Posted on 1/5/17 at 5:20 pm to
Posted by Mizzou59
Mid-MO
Member since May 2016
397 posts
Posted on 1/5/17 at 5:20 pm to
Bad spread offenses hurt the team much worse than a bad pro-style offense. Lots of incompletions, penalties, and less defense can have a team losing 63-6 as opposed to 38-6. Going under center allows for more deception, downhill running, and quicker-hitting run game to take advantage of a weak OL. To me, good offense is more complimentary football than it is putting up a massive amount of points. So a 38-7 win always looks better to me than a 63-42 win.

Football is cyclical. Most teams run pro-style offenses (see OSU, Auburn, Tennessee) from Shotgun formations to please 17 year old recruits who like flashy things (like the insane $$$ put into facilities). Not that long ago, everyone wanted to be spread em and shred em, throwing the ball all around the field, and now spread offenses are more run-oriented.

Personally, I'm a football purist. I enjoy watching teams get under center and run contrarian offenses. I don't want to become like the NFL, also known as the "101 ways to run the West Coast Offense" league. CFB was fun when we had lots of schematic diversity. Now everyone's getting to be HUNH and 4-2-5 TCU style of defense.
Posted by randomways
North Carolina
Member since Aug 2013
12988 posts
Posted on 1/5/17 at 5:26 pm to
History has shown that you don't need a great QB to run most forms of the spread. You need a good athlete that pays attention during video and whiteboard sessions and is willing to run plays as called. Spread plays call for decision-making according to plan. Innovators rarely make great spread QBs, imho. (There are exceptions, obviously. The SEC alone has had a few of those over the last decade.) If you have a great QB in addition, well, the spread is no better or worse than pro style because a great QB elevates any scheme.
Posted by Sunbeam
Member since Dec 2016
2612 posts
Posted on 1/5/17 at 5:29 pm to
CFB was fun when we had lots of schematic diversity.

I don't think that is going to happen unless they tinker with the rules.

Personally I'd like to see an experiment with something like:

1) Allowing bump and run coverage and less ticky tack defensive holding calls, and

2) Allowing offensive linemen greatly enhanced use of the hands.

Right now the pro set you were talking about is dead in the water as far as running the ball goes, unless the offensive line has better players than the defensive line does.

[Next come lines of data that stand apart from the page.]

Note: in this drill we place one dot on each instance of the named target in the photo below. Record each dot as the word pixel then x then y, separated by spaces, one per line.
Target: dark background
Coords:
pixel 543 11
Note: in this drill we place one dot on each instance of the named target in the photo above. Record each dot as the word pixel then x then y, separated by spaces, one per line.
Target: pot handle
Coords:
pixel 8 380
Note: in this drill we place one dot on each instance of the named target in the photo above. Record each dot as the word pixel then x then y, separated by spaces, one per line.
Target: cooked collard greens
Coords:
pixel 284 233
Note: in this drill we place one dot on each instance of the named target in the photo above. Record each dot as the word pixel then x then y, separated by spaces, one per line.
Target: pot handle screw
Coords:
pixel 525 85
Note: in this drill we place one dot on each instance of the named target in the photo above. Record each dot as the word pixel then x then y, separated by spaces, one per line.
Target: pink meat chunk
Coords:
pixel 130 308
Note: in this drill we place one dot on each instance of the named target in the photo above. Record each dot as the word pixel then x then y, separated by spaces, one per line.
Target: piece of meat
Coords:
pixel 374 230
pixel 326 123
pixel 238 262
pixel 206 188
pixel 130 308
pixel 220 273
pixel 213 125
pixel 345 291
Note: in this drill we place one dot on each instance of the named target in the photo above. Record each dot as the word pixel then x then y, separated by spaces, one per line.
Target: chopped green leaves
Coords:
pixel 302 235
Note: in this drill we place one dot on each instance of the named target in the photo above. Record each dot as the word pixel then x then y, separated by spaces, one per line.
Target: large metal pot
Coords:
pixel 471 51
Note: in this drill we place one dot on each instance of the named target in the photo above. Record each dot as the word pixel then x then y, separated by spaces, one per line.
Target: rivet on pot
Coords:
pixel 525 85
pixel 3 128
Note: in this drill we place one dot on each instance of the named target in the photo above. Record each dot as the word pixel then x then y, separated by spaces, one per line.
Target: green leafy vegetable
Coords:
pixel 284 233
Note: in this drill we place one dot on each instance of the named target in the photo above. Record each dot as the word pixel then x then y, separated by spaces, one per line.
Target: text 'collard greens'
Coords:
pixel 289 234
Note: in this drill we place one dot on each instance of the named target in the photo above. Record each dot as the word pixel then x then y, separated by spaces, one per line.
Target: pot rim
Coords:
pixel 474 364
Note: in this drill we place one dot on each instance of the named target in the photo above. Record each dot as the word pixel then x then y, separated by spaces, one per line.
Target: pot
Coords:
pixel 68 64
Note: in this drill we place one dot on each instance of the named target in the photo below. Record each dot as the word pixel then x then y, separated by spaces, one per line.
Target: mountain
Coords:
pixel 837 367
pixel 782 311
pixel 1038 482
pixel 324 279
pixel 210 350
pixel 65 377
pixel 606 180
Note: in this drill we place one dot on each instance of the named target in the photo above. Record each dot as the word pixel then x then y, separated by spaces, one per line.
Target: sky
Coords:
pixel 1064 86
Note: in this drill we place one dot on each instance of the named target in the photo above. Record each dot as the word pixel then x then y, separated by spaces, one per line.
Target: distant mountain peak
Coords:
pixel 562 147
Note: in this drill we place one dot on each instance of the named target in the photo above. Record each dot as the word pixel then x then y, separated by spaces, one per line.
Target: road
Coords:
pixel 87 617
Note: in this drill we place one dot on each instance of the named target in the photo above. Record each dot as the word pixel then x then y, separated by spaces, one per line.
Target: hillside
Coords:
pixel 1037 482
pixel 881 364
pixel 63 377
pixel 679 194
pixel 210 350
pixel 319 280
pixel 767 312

The spread offenses you mentioned can get running yards even if the offensive line is outmatched by the defense.

One thing that bugs me though, is that spread offenses DO not have to be HUNH. Nevada was a dedicated ball control team, but also ran a spread.

But while tempo does work, it seems like everyone wants to imitate Malzahn's tempo.
Posted by wm72
Brooklyn
Member since Mar 2010
7798 posts
Posted on 1/5/17 at 6:42 pm to
Many good points in this thread .

Some of the struggles of spread teams recently may be due to defensive coaches simply having had more time to work on defensing it.

You do see most defenses doing many things differently now (like blowing up the mesh point as quickly as possible, for example). Most are better with substitution patterns and it seems everyone is recruiting faster edge defenders etc . . .


Perhaps some of the "bad QB play" is simply that defenses have learned to make it tougher for spread coaches to scheme around QBs with weaker/inaccurate arms than it had been when the HUNH spreads seemed unstoppable?